E nós teremos oportunidade de falar, transmitir as opiniões do conselho aos presidentes, durante três minutos. Parece pouco, mas para defender ideias fundamentais já será suficiente. Lá nós vamos dizer a eles mais ou menos as ideias consolidadas no conselho, que estamos nos reunindo já há muito tempo de forma virtual, e aqui foi de forma presencial.
Primeiro, que nós nos somamos nessa ideia de que o objetivo principal do Brics é o combate à desigualdade social e à pobreza. Mas, para isso, nós temos que criar mecanismos de cooperação científica e tecnológica para industrializar os nossos países. Sem a industrialização, não é possível desenvolver.

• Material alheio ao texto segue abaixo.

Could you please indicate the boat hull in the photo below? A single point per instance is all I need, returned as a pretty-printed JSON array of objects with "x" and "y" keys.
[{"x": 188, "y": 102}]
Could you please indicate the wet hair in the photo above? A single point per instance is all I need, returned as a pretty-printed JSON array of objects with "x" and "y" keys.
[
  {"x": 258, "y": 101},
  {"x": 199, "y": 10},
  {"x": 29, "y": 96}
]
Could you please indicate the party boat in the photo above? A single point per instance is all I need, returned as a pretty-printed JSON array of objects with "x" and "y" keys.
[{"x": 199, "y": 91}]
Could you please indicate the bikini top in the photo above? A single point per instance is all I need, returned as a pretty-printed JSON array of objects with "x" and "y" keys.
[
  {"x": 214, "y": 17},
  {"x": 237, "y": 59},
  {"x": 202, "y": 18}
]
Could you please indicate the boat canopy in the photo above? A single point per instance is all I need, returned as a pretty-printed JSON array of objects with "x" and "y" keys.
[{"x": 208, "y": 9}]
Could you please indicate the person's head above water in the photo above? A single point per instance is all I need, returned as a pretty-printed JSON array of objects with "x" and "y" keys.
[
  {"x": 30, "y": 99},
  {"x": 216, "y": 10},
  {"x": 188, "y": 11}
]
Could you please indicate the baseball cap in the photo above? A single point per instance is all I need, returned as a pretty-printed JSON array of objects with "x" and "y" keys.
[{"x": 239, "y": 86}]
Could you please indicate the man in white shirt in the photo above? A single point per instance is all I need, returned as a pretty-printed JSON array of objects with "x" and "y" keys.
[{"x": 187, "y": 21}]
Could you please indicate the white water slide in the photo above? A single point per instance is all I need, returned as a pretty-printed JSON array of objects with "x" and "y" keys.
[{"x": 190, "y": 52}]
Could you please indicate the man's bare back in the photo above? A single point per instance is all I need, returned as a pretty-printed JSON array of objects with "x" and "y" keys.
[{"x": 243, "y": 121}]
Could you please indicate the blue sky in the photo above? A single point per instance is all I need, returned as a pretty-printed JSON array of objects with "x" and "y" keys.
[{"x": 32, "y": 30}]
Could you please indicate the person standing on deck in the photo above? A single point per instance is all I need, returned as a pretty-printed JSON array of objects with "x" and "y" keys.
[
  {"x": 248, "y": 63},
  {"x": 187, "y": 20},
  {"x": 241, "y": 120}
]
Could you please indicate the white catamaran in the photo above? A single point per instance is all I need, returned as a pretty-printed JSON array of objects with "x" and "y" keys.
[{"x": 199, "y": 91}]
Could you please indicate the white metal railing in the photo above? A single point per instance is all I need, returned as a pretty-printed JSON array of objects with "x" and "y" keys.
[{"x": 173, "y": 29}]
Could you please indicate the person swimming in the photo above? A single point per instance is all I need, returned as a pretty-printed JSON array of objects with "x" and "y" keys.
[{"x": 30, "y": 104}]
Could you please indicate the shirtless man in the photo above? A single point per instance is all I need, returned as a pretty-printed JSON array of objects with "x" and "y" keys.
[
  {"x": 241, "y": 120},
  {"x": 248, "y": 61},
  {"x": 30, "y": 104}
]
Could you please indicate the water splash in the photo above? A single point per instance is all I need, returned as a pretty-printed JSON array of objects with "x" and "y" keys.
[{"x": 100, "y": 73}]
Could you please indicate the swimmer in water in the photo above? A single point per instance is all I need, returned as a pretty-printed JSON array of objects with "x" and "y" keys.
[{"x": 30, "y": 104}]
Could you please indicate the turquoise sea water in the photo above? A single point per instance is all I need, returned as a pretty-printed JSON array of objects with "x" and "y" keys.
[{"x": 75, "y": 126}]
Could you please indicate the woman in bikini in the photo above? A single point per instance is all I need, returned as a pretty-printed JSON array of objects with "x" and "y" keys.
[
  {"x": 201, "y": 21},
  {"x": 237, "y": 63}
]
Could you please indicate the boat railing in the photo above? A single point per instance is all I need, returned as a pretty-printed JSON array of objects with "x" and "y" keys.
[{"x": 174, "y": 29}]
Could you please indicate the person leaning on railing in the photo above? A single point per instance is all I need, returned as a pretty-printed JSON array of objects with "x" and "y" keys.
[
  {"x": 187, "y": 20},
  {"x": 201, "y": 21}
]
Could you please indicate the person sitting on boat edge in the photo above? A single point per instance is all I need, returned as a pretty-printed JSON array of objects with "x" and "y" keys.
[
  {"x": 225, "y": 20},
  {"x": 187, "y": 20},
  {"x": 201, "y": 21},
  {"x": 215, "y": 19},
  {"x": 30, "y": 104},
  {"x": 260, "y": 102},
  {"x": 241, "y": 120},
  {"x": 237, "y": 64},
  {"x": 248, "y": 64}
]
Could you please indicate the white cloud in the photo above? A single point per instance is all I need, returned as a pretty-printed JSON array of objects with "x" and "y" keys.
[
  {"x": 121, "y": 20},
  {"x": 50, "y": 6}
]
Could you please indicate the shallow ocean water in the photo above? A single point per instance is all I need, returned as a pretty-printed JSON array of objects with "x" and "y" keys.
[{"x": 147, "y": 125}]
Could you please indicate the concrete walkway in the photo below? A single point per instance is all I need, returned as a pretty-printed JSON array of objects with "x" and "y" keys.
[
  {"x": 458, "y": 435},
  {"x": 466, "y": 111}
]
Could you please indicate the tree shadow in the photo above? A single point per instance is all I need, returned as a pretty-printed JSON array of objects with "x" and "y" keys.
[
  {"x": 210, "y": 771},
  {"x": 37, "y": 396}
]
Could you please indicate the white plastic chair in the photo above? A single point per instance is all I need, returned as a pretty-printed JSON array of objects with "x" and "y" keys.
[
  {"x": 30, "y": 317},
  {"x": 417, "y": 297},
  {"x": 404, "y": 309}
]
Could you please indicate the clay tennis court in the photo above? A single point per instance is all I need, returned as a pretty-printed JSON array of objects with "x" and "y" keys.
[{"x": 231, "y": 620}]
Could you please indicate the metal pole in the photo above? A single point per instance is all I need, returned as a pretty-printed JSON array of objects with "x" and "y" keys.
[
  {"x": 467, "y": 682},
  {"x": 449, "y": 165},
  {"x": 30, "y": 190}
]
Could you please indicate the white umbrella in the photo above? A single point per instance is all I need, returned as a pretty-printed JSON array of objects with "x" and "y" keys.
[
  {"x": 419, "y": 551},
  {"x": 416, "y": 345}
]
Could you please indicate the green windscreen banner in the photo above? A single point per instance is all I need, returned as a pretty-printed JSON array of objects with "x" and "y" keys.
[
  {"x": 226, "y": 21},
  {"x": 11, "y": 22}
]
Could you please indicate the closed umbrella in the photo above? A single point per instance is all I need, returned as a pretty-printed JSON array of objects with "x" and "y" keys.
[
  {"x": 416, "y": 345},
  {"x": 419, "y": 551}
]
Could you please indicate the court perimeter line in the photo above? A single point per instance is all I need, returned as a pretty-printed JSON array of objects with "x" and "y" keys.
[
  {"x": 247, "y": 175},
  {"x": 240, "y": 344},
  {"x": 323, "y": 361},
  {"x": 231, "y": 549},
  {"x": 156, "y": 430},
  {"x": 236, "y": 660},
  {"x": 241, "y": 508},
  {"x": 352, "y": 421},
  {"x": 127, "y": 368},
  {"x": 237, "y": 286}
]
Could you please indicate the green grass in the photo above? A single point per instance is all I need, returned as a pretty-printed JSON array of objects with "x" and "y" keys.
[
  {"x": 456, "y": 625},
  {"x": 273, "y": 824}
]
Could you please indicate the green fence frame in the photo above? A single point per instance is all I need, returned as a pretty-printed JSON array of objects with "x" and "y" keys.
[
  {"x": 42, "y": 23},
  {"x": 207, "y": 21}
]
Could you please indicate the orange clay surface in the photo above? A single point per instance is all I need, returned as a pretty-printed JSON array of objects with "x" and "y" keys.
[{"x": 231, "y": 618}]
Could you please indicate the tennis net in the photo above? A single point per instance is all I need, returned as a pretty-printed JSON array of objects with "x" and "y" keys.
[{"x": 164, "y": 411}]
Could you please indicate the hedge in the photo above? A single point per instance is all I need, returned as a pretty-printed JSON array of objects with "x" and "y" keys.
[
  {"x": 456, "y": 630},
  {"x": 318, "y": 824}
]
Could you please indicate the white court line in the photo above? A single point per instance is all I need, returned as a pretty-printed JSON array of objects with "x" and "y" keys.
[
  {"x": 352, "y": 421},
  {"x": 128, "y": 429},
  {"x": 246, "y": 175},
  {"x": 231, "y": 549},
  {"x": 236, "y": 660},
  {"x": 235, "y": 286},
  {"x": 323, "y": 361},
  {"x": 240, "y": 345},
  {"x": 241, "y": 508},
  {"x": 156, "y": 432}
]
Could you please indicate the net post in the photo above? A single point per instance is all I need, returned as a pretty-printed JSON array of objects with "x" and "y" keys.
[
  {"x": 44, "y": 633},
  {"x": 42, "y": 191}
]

Segundo, nós temos que desenvolver políticas de soberania alimentar para combater a fome. Não basta ficar distribuindo alimentos por aí. Cada país, cada povo, tem que ter as condições de produzir todos os alimentos que necessita.

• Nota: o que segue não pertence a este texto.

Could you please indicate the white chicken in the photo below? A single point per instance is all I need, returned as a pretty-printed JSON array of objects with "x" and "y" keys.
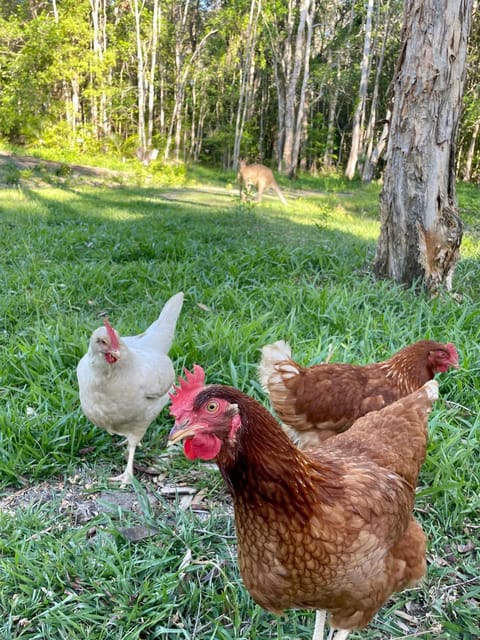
[{"x": 124, "y": 382}]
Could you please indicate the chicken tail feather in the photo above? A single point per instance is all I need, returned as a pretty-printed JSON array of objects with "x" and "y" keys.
[{"x": 272, "y": 354}]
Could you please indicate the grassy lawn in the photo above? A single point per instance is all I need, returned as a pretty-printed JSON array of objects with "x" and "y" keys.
[{"x": 80, "y": 558}]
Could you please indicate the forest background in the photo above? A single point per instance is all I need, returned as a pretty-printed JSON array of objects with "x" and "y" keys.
[{"x": 290, "y": 84}]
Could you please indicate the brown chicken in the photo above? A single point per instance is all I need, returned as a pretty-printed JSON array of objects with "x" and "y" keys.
[
  {"x": 329, "y": 529},
  {"x": 315, "y": 403}
]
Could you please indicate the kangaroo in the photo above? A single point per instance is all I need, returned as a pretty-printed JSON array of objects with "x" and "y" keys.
[{"x": 260, "y": 176}]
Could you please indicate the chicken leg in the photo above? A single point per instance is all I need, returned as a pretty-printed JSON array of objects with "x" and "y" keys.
[
  {"x": 339, "y": 634},
  {"x": 126, "y": 477}
]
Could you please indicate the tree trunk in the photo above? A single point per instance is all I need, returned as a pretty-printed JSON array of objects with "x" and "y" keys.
[
  {"x": 141, "y": 96},
  {"x": 421, "y": 231},
  {"x": 359, "y": 116},
  {"x": 246, "y": 77},
  {"x": 292, "y": 99}
]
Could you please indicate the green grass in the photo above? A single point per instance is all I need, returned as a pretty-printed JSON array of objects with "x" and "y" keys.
[{"x": 251, "y": 274}]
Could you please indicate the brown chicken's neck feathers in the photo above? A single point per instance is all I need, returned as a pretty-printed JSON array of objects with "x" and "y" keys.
[
  {"x": 262, "y": 464},
  {"x": 410, "y": 367}
]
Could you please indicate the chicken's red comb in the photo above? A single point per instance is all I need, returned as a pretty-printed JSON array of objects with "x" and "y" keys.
[
  {"x": 114, "y": 343},
  {"x": 183, "y": 394}
]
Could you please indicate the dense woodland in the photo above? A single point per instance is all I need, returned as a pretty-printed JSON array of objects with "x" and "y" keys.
[{"x": 296, "y": 84}]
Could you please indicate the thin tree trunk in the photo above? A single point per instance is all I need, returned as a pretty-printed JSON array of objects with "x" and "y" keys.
[
  {"x": 362, "y": 97},
  {"x": 300, "y": 121},
  {"x": 153, "y": 66},
  {"x": 368, "y": 169},
  {"x": 467, "y": 174},
  {"x": 246, "y": 77}
]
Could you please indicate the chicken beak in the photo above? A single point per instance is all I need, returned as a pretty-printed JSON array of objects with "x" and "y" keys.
[{"x": 180, "y": 432}]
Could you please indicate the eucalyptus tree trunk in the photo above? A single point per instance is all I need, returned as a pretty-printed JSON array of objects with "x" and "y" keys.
[
  {"x": 421, "y": 231},
  {"x": 294, "y": 102},
  {"x": 300, "y": 124},
  {"x": 153, "y": 66},
  {"x": 467, "y": 173},
  {"x": 373, "y": 153},
  {"x": 359, "y": 115},
  {"x": 246, "y": 77},
  {"x": 100, "y": 120}
]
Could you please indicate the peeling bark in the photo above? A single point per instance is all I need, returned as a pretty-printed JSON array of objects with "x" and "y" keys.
[{"x": 421, "y": 231}]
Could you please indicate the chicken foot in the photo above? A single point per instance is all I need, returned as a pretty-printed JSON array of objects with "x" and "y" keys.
[
  {"x": 320, "y": 618},
  {"x": 126, "y": 477}
]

E também diremos a eles que é importante seguir a luta pela desdolarização da economia mundial. Porque os Estados Unidos sempre usaram sua moeda – já que eles têm a maquininha de fazer moeda – como instrumento de exploração.

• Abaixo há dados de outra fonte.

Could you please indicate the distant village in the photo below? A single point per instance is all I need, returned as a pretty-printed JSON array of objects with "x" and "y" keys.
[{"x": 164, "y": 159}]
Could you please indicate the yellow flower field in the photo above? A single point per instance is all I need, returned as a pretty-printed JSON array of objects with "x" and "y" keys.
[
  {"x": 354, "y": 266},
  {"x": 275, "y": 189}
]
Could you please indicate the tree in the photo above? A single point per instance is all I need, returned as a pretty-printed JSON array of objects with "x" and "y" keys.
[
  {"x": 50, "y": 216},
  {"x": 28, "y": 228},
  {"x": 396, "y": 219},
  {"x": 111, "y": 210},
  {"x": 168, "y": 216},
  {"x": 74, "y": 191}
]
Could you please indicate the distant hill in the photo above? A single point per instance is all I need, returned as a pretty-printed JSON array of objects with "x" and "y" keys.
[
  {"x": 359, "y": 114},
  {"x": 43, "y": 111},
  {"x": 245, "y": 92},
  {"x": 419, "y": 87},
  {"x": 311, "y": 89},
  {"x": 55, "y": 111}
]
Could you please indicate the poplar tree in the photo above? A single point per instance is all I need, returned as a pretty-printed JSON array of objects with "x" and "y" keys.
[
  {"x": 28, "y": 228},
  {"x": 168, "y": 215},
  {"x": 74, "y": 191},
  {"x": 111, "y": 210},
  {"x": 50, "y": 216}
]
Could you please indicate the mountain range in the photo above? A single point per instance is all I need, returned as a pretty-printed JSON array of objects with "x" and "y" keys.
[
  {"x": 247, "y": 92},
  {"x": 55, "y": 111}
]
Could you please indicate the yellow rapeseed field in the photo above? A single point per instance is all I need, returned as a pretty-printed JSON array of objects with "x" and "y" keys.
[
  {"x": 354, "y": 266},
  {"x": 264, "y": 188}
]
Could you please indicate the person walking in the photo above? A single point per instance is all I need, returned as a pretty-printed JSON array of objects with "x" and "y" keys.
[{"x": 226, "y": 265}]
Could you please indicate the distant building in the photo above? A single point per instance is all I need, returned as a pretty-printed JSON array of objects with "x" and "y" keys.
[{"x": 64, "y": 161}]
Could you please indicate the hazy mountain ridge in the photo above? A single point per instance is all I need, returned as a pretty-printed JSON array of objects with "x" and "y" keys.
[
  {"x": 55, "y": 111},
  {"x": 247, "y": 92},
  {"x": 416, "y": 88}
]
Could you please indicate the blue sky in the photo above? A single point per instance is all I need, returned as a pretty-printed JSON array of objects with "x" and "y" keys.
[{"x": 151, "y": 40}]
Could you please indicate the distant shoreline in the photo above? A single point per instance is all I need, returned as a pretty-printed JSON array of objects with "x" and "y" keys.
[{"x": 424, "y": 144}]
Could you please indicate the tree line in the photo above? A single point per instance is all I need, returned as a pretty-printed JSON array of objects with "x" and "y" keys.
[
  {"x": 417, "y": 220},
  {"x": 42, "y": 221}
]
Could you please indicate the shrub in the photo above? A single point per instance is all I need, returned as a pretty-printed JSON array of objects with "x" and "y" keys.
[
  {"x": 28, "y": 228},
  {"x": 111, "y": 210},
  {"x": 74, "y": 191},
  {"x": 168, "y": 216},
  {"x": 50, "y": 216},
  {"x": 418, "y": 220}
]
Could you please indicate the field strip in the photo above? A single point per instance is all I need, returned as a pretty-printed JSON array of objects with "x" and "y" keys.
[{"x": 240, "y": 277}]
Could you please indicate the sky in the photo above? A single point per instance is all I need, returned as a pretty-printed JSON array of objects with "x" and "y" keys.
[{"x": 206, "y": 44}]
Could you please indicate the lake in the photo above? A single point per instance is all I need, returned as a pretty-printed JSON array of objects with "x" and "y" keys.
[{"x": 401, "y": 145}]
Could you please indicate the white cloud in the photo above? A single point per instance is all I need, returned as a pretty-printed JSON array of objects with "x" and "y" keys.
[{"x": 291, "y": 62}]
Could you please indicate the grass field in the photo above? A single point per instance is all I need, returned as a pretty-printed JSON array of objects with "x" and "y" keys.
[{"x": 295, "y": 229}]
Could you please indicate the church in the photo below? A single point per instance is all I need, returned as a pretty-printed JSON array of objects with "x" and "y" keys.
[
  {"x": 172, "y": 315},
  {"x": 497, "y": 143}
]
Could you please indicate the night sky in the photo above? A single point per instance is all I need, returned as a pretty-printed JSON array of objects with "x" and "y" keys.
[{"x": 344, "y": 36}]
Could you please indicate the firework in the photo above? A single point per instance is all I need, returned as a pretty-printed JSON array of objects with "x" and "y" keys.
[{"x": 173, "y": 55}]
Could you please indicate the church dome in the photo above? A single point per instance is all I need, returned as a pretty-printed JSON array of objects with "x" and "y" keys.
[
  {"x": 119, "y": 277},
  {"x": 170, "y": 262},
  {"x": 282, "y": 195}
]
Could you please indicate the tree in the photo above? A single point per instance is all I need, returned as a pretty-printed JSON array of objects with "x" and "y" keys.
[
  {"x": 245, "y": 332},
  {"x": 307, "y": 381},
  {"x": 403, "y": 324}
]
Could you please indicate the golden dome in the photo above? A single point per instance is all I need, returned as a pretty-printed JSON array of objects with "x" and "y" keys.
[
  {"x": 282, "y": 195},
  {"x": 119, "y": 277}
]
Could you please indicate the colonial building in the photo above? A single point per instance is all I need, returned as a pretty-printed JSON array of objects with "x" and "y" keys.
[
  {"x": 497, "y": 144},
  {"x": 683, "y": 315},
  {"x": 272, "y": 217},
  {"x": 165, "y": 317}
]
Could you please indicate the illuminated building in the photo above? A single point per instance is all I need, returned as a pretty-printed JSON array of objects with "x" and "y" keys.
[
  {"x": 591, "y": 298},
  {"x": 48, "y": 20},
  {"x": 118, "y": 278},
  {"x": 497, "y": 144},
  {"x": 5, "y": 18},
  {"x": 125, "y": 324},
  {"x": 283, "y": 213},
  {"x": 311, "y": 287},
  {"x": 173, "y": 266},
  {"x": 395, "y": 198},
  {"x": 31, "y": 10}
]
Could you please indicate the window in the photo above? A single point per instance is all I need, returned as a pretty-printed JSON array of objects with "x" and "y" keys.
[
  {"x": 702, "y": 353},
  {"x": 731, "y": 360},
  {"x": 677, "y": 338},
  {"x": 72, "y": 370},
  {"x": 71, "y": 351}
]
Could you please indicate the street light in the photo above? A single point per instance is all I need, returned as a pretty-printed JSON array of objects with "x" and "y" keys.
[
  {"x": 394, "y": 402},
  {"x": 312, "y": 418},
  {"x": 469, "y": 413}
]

Eles emitem sem nenhum controle e vêm pelo Sul Global comprando o que quiserem. Então, é um mecanismo de concentração de renda, de espoliação dos nossos bens da natureza e de exploração do trabalho dos trabalhadores de todo o Sul Global.
Também vamos manifestar o nosso apoio à ideia de que tem que aumentar a taxação, tributar os milionários em todo o mundo.
Se houvesse a tributação sobre as 3 mil pessoas mais ricas do mundo, com apenas 2% sobre o seu patrimônio, sobre a sua riqueza, nós recolheríamos mais de 1 trilhão de dólares. Isso seria mais do que suficiente para eliminar a pobreza, eliminar a fome e desenvolver os países.
Nós defendemos o controle dos paraísos fiscais e do sistema financeiro mundial. Não é possível continuar com essa política de juros, como aqui no Brasil e em todo o mundo, que faz com que todo o trabalho das pessoas acabe sendo carregado num funil que vai para o capital financeiro. O grande espoliador do mundo hoje é o capital financeiro.
Vamos dizer que somos contra as guerras. Não é possível continuar essas agressões militares que têm como único objetivo manter o mercado das armas dos Estados Unidos e da Otan [Organização do Tratado do Atlântico Norte].
E vamos terminar nossa manifestação dizendo que nós queremos que o conselho tenha uma vida perene, tenha uma formalidade, com secretaria, com recursos.
Pretendemos nos reunir no mês de outubro, na Bahia. Então, realizar uma conferência mais ampla, com 10, 15 delegados de cada país – de todos os países, dos 21 países – e outros que querem entrar, como a Venezuela, como a Colômbia e mesmo a Argentina. O Milei saiu do Brics, mas o povo argentino, não. Então, nós vamos trazer a Argentina também.
E, finalmente, nós vamos pedir apoio para eles. Só os Brics podem parar o genocídio na Palestina. Só os Brics podem ajudar o povo do Haiti, o povo do Sudão, o povo do Congo, o povo do Saara Ocidental, que são os povos que estão sofrendo mais agressões imperialistas nesse momento.
Diante da crise de representatividade dos mecanismos de governança do Norte Global, o Brics adquire ainda mais importância?
Nós estamos vivendo uma crise do capitalismo mundial. E isso trouxe como consequência a decadência do império dos Estados Unidos e a decadência daquele sistema de governança internacional que surgiu da Segunda Guerra Mundial.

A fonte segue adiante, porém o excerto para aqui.